Getting Vaccinated and the Side Effects

I received both doses of the Pfizer vaccine, the first dose at 20 weeks and the second dose at 23 weeks gestation. With the first dose of the vaccine, I only experienced arm soreness that peaked on day two. With the second dose, I experienced a mild headache and mild bilateral upper extremity soreness but with two doses of acetaminophen, I continued to work at full capacity and performed intraoperative transesophageal echocardiograms without issues.

I am now 25 weeks pregnant and feel a sense of pride that I made this decision to protect myself and my unborn child. I have received many texts and messages inquiring about how I made my choice. Questions such as “would your decision change if you were in your first trimester before organogenesis was complete?” or “would you get vaccinated while trying to conceive?” were a few memorable ones. I firmly believe it is your right as a woman to make this difficult decision when there is no safety data available.  Personally, yes, I would have still made the decision to vaccinate.

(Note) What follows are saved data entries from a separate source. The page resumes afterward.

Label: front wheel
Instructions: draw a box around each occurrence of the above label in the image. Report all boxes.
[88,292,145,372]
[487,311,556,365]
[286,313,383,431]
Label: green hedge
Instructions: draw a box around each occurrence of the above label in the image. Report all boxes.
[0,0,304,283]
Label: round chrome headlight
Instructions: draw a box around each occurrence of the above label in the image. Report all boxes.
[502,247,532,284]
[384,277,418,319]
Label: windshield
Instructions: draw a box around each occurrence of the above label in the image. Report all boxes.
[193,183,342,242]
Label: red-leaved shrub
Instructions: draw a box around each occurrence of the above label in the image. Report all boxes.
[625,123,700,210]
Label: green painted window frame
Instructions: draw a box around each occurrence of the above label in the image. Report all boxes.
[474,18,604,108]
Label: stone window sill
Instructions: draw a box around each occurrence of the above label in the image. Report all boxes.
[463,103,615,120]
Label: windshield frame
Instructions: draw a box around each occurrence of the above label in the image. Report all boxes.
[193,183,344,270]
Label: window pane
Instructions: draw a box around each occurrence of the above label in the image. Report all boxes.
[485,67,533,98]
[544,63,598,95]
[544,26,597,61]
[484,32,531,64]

Lastly, I will join many of the other scientists and advocates out there who demand that pregnant and lactating women be included in future vaccine research trials http://vax.pregnancyethics.org/prevent-guidance. Track records of vaccine safety should exist for expectant mothers to help guide and improve vaccination rates.  Here is to hoping for a better year that allows each and every one of us access to the COVID-19 vaccine no matter what country, gender, pregnancy status, lact

ation, status, or employment status we bear.

Stay safe and stay healthy,

Kyla Lara-Breitinger, MD, MS

References:

https://www.acog.org/clinical/clinical-guidance/practice-advisory/articles/2020/12/vaccinating-pregnant-and-lactating-patients-against-covid-19

https://s3.amazonaws.com/cdn.smfm.org/media/2632/FDA_final.pdf

 

“The views, opinions and positions expressed within this blog are those of the author(s) alone and do not represent those of the American Heart Association. The accuracy, completeness and validity of any statements made within this article are not guaranteed. We accept no liability for any errors, omissions or representations. The copyright of this content belongs to the author and any liability with regards to infringement of intellectual property rights remains with them. The Early Career Voice blog is not intended to provide medical advice or treatment. Only your healthcare provider can provide that. The American Heart Association recommends that you consult your healthcare provider regarding your personal health matters. If you think you are having a heart attack, stroke or another emergency, please call 911 immediately.”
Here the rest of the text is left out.